# How do I feed whole frozen fish?



## Sasha1/2 (Dec 22, 2011)

A hunter who gave me deer for Sasha also gave me a large trout for Corky. I have never fed him fresh fish. Do I remove the bones?


----------



## PackMomma (Sep 26, 2011)

This is how I fed whole large sardines this weekend...









However.. someone told me to be careful with trout.. apparently they can be parasitic even when frozen. I can't say for sure though, as far as feeding it whole...well I can't see there being a problem but I would wait and see if any one else comments on the parasite thing before feeding it whole.


----------



## kathylcsw (Jul 4, 2011)

I think that you only have to worry about parasites in fish from the Pacific Northwest. If it from stream anywhere else you should be fine. I would probably let it thaw some before feeding it. The only frozen meat I feed my dogs is ground meat and liver/organs for Lola because she wouldn't eat them otherwise.


----------



## Sasha1/2 (Dec 22, 2011)

My intent is to defrost the fish. Do I remove the bones?


----------



## vanchica (Feb 3, 2012)

I would- best to probably just slice the sides off the spine so you end up with two long flat fillets- you will miss the bones that way


----------



## Kathyy (Jun 15, 2008)

I leave the bones in. Whole sardines were Max's very first whole prey with blood, brain and all the rest of the animal. I also cut those 3 ounce sardines in half and introduced them a little at a time. If trout is new he may not want to eat a whole meal of it. I pushed the issue with a salmon head and Max didn't eat a bite of food for three days but he will eat a bit of new with mostly familiar food. Weird dog!


----------



## kathylcsw (Jul 4, 2011)

I leave the bones in. My dogs can crunch through pork and chicken bones so fish bones are a breeze for them.


----------



## MagicRe (Jan 8, 2010)

i leave the bones in and my dogs will eat fish if kept frozen. 

so they get fish-cicles...

i do not feed trout, as i live in the pacific northwest, nor do i feed raw salmon to them.

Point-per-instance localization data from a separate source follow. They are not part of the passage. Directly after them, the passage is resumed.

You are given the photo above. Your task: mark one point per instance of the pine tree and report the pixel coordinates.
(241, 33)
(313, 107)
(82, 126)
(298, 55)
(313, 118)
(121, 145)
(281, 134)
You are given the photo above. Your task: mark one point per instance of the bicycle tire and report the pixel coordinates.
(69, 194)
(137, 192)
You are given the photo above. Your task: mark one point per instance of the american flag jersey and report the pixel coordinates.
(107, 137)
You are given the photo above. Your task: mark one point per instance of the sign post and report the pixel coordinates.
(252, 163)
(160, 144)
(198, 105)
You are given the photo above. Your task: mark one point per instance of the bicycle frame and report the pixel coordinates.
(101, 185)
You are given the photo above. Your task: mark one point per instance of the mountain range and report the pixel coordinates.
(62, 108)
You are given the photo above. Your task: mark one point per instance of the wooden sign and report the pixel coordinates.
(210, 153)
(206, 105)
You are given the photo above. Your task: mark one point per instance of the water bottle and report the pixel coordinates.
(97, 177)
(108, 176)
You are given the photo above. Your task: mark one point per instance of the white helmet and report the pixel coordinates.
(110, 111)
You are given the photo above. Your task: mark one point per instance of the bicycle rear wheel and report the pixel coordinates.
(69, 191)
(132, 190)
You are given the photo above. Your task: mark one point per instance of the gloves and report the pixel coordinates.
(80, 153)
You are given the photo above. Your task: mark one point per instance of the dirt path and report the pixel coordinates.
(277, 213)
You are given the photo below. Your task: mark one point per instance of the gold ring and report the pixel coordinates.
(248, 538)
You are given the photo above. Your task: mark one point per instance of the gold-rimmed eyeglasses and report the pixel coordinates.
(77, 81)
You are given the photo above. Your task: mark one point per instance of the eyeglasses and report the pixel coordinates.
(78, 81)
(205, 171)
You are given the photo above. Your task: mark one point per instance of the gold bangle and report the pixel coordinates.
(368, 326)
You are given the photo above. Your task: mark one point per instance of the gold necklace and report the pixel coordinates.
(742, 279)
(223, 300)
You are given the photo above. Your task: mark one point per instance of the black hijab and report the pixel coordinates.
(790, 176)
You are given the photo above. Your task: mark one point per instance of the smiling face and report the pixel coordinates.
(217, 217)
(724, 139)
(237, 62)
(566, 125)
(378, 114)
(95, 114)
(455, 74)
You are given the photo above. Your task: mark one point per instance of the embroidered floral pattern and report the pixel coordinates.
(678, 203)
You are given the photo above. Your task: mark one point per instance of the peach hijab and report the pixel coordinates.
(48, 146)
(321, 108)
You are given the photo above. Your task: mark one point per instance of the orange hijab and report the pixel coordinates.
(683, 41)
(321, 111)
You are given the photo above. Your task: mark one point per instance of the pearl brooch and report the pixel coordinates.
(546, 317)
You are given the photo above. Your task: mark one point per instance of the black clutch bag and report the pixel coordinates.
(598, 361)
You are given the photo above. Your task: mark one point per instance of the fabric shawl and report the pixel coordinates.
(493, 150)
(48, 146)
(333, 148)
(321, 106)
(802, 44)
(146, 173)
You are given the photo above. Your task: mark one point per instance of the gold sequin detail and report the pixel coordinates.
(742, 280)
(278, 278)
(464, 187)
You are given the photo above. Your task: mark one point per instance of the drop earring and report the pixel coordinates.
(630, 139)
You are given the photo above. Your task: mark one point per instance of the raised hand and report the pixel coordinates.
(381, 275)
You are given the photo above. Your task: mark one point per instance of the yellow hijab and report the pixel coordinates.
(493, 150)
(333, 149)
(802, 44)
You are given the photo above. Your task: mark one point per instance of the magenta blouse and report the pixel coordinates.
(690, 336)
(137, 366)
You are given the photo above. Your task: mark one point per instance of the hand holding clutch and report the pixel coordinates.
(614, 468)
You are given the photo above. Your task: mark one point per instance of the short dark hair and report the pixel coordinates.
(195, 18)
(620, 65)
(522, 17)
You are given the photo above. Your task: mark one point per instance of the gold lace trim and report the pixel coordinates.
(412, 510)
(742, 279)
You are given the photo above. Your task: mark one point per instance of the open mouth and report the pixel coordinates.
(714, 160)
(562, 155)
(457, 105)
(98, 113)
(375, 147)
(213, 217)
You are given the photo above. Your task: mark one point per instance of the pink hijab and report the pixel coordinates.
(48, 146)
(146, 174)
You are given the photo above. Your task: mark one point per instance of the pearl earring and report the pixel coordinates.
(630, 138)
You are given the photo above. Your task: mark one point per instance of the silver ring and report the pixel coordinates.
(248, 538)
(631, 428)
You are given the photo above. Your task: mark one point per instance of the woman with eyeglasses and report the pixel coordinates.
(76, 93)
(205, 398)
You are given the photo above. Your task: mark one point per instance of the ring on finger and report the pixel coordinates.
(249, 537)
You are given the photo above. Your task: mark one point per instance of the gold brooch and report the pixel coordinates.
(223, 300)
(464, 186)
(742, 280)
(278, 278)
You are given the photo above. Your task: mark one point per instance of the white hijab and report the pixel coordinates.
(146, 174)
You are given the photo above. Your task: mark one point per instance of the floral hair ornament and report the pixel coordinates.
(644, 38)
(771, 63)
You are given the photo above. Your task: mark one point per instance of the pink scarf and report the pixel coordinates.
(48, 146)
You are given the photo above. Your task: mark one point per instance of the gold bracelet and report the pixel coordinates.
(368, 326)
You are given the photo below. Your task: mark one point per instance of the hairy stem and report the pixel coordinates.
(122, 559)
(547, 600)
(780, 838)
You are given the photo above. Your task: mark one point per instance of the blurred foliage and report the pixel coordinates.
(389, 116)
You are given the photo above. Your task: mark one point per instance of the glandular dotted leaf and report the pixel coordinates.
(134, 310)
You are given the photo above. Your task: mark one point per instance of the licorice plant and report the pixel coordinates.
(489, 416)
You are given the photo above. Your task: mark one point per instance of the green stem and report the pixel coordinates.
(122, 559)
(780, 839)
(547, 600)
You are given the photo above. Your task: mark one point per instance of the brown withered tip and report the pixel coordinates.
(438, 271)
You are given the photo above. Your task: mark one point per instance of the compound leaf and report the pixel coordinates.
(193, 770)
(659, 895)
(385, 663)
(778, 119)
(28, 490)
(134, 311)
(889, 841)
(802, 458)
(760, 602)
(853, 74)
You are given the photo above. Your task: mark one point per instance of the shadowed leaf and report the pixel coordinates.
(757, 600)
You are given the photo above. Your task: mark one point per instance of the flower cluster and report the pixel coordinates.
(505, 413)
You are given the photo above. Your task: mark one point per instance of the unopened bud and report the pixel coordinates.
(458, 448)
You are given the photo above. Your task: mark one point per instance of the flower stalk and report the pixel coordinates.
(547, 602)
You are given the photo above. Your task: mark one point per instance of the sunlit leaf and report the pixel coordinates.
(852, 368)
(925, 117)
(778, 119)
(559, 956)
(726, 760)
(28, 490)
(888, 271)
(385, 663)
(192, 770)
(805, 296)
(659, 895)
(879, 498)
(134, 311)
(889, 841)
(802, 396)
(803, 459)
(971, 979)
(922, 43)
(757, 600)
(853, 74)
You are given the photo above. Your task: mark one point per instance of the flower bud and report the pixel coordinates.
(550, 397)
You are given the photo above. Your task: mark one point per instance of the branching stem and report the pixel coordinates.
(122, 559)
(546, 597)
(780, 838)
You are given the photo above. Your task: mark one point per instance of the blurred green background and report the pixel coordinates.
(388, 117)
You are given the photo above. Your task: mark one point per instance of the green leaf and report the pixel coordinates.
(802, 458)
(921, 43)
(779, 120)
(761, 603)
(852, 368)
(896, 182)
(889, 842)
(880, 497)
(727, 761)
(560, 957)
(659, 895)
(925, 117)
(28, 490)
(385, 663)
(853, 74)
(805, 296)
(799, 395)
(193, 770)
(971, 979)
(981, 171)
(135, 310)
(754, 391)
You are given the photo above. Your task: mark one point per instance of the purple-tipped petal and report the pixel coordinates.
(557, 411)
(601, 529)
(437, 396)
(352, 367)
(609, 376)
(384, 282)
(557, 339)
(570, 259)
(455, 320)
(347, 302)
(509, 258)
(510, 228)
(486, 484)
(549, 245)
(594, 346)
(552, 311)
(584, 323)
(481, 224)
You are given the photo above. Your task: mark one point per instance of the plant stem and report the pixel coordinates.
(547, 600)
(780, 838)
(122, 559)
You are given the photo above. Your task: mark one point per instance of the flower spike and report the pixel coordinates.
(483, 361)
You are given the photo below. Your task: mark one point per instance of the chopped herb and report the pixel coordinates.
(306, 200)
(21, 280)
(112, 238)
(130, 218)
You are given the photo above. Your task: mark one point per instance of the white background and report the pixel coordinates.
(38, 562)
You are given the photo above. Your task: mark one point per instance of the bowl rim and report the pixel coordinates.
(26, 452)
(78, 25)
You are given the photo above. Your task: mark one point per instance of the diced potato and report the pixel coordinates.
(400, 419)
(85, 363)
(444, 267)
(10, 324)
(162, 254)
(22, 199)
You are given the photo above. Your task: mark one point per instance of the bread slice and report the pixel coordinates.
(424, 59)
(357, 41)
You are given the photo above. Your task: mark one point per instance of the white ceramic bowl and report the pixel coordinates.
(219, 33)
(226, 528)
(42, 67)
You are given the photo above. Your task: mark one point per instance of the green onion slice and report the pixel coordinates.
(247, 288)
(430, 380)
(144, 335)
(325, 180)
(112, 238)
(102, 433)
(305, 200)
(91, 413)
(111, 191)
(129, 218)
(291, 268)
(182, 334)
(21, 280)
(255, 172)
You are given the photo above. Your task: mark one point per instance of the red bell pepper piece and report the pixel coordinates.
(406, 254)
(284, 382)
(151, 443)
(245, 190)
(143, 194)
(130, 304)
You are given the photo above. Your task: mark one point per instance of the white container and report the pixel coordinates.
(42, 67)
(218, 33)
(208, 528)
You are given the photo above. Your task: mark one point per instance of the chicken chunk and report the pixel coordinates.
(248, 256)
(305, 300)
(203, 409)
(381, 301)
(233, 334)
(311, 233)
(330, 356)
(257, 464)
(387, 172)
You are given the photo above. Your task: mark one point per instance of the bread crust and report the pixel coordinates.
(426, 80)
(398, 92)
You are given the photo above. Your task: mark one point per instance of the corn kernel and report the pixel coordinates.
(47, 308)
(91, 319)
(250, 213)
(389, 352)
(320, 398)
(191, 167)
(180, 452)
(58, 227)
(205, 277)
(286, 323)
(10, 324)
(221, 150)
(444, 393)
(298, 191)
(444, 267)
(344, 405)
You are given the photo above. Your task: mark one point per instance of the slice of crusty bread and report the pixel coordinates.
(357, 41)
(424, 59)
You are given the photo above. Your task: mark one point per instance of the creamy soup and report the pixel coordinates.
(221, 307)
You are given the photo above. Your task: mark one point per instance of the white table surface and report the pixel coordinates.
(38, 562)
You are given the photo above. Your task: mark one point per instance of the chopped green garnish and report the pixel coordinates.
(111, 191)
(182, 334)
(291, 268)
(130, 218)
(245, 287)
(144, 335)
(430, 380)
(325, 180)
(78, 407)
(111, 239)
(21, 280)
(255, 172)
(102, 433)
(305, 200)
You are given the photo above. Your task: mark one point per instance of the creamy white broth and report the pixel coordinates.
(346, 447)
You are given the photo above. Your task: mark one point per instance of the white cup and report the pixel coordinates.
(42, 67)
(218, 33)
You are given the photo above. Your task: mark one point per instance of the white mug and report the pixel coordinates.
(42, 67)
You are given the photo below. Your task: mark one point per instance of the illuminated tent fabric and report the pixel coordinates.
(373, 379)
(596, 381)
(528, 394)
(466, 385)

farmed trout and farmed salmon or steelhead are useless as far as nutrients are concerned...

if you can get your hands on sardines, herring, mackerel or anchovies or smelts....you're golden for omega 3.


----------



## wolfsnaps (Apr 27, 2007)

I live in Pennsylvania. My husband and his buddies went camping a few years ago. They were dressing their freshly caught trout and saw parasites. Yech, how gross. I think they were flukes or something. I am a little weary to feed them now


----------



## Sasha1/2 (Dec 22, 2011)

This trout is freezer burned. It was in a deep freeze for a year. I'm guessing that would kill any parasites, but I'll throw it out to be safe.


----------



## Sibe (Nov 21, 2010)

No reason to remove the bones. I'd feed it. If your dog isn't understanding, maybe some deep slices to get it started. You only need to worry about fish from the Pacific NW.


----------